The first design approach combines on the same die both the math-intensive DSP functions and the memory-intensive packet processor functions. Because those two functions require different processing structures, combining them leads either to including excessive memory on the device or to providing an external memory device with each DSP. Integration of the two functions therefore significantly increases both the card area and power requirements. The second design approach-using separate devices-builds optimized devices for both the DSP and packet-processing functions with processing engines and memory hierarchies that match an application's requirements.
Residential broadband is another area where the question of system partitioning creeps in. That market requires equipment that processes a diverse range of media algorithms. In his article, Cary Ussery, president and CEO of Improv Systems, describes why this application demands the broad use of programmable, configurable and scalable DSP processors coupled with stable embedded microprocessors.
Not all aspects of residential broadband separate neatly into the control and DSP sides of the question. Security functions, for example, can be separated into controlled access-firewalls and virtual private networks-and data encryption. The former is implemented in software on the control processor while the latter is implemented using custom DSP blocks. Data encryption requires real-time algorithms being applied to data moving through the gateway. The DSP requirements for those algorithms are unique compared with other DSP applications.
For small system applications, in particular wireless handheld devices, the notion of letting the DSP take over control functions is more straightforward. Such major DSP vendors as Texas Instruments, Analog Devices and Motorola have made recent architecture and product announcements along those lines.
In their article, co-authors Ravi K. Kolagotla, DSP architect, and Jose Fridman, DSP software engineer, at the Analog Devices/Intel Joint DSP Development Center, describe the center's Micro Signal Architecture. The MSA blends features of microcontrollers that allow it to replace both a DSP and a microcontroller in low-cost, wireless handheld applications.
The MSA core combines the processing power of a dual-MAC DSP with the control capabilities of a RISC microcontroller. The MSA core uses two basic types of instructions: those used for DSP-type number-crunching operations, and those used for microcontroller-type control functions and general tasks. Instructions are tuned for their specific tasks, but can be intermixed with no restrictions.
In the MSA core, microcontroller instructions perform basic control and arithmetic operations. This includes load/store, arithmetic, logical, bit manipulation, branching and decision-making operations. The DSP instructions may be executed alone or simultaneously with two load instructions or one load and one store instruction. Special multimedia instructions enable the acceleration of fundamental operations associated with video- and imaging-based applications such as are found in third-generation wireless algorithms.

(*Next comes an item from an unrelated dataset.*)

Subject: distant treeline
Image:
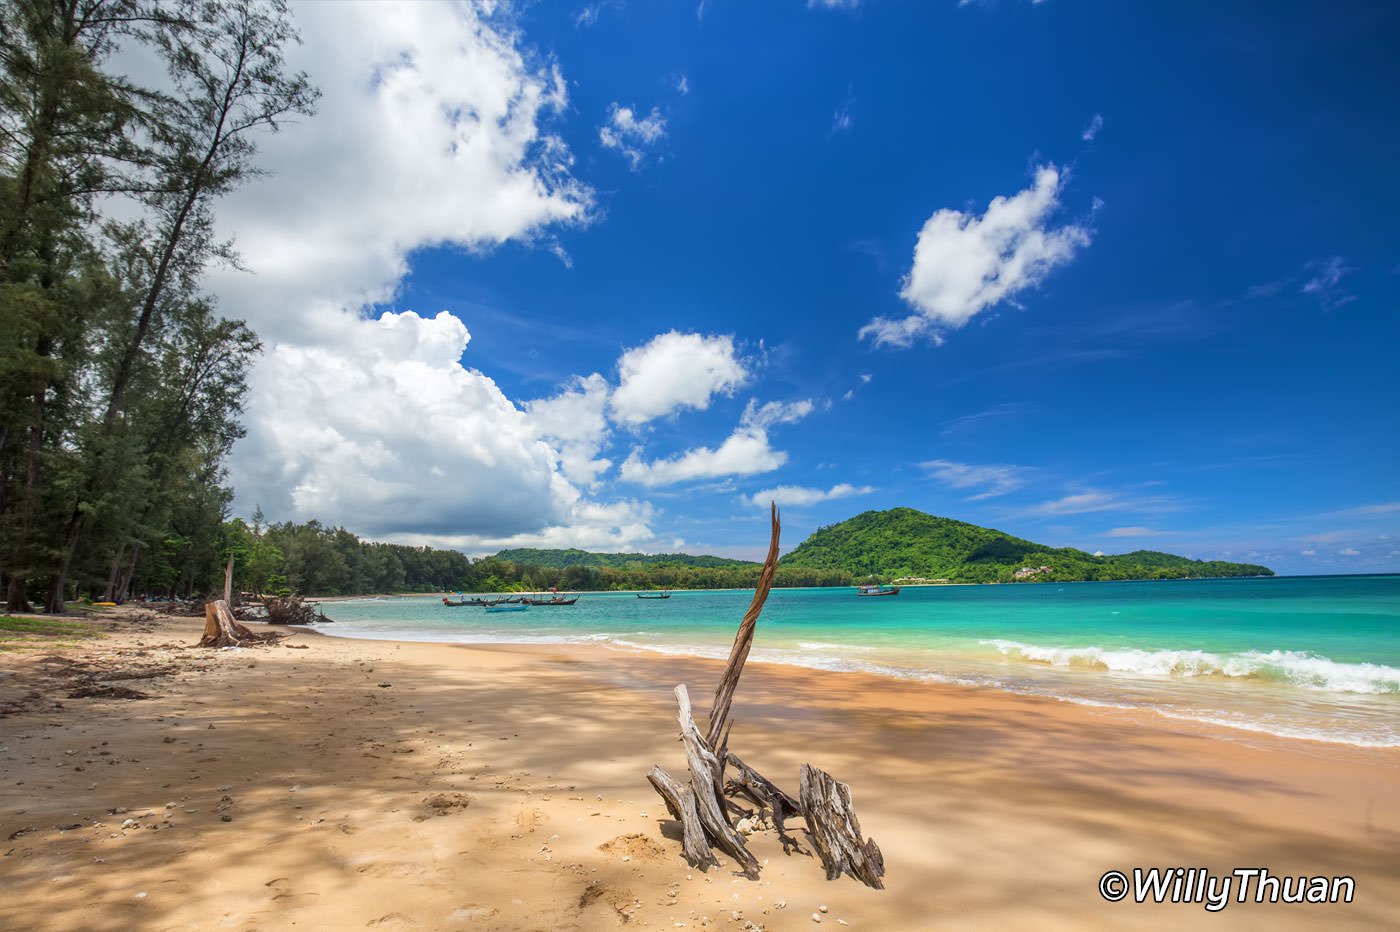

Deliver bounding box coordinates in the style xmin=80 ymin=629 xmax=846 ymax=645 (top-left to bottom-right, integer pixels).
xmin=217 ymin=519 xmax=852 ymax=598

Along similar lines to the MSA DSP, Motorola recently introduced a DSP that takes microcontroller functions onto the DSP. The new DSP56F80x family of devices targets motor control and other system control applications. Motorola argues that both pure DSP and MCU devices fail to fully meet such needs.
The DSP56F80x series of devices meets the computational requirements associated with complex control algorithms with a high-speed DSP core, capable of executing up to 40 million multiply-accumulate operations per second. The device offers a rich on-chip peripheral set, including pulse-width modulation capability, analog-to-digital conversion, bit I/O and multiple serial interfaces.